Each individual group member ran into challenges regarding the numerous softwares/languages used to design the project. For the design side, we struggled with unifying the app as a whole through our style guide as well as implementing gifs/animations into the Figma to make the prototype as realistic as possible.

On the development side, with no experience building apps involving vision and camera systems, we knew that a lot of our time would go into learning and developing proof-of-concept apps (hence handput.) In the beginning, we thought to use ML models we would train - but due to the time crunch, it wasn’t reasonable to train and test all of our gestures against the model. We turned to the Vision framework, a whole other beast - and using realtime video from AVKit. There wasn’t a moment that wasn’t a challenge, but we got through it.

Accomplishments that we're proud of

We are super proud of being able to implement our vision into a functional, interactive, and aesthetic playground in under 24 hours.

It was our first in-person Hackathon and we all came in with different skillsets, so it was really cool to each team member was able to contribute their strengths to the project.

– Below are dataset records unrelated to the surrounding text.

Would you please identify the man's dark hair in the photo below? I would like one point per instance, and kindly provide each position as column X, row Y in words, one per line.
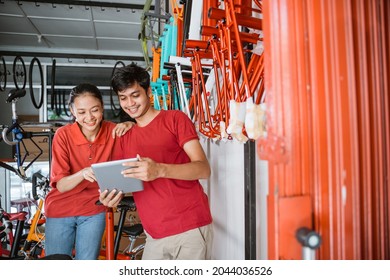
column 128, row 76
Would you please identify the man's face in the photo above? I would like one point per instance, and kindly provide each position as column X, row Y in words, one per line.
column 134, row 101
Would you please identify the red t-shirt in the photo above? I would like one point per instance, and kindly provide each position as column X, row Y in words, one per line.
column 72, row 152
column 166, row 206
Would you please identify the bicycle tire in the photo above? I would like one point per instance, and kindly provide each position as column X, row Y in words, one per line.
column 19, row 76
column 115, row 110
column 3, row 74
column 30, row 80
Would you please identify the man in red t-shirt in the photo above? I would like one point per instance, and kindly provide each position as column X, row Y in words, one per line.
column 173, row 207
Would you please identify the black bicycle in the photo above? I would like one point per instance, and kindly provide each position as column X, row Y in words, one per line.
column 19, row 135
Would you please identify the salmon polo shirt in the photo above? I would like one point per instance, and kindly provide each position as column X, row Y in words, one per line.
column 71, row 152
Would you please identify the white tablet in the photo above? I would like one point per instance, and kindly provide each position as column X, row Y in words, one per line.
column 108, row 176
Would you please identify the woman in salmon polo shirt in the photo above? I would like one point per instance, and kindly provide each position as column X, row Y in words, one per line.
column 74, row 221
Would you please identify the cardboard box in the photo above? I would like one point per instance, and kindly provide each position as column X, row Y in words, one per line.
column 32, row 143
column 131, row 218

On top of that, we all were able to push ourselves to learn new tools and concepts that elevated handful from being a basic finger recognition app to being a playground to experience early gestural interaction. All of us care about interaction and accessibility, so trying something extremely different was extremely rewarding.

What we learned

  • Each member learned to use new tools and technologies, such as Jitter, the Vision framework, SwiftUI, and UIKit.
  • We learned more about the anatomy of human hands (DIPs, PIPs, and IPs!)
  • Most importantly, we were exposed on the different stages of development and learned how it is a collaborative process transitioning from design to code
  • How vision models work, and why it’s important to tune confidence and positional data for gesture recognition

What's next for handful

  • Develop more games/experiences to utilize on hand/full body motion
  • Improve design interfaces to be more accessible
  • Reduce touch-based interactions
  • Emphasis auditory and haptic feedback
  • Experiment with custom trained ML for pose detection
  • Expand on the backend to allow for playing with other users
  • Make it adaptable to other operating systems
  • Improve on the user flow between screens
  • Implement the features on our Figma prototype
  • Add biased-randomized selection or develop an ML model for the computer player in RPS

Business Model

handful is a product that has a lot of potential for growth, such as including more features and expanding on the development to allow for interaction with other users. We want to create a fun product that can be enjoyed by people of different age groups, physical abilities, and interests, and serve as an inclusive platform that connects people together through multi-sensory experiences.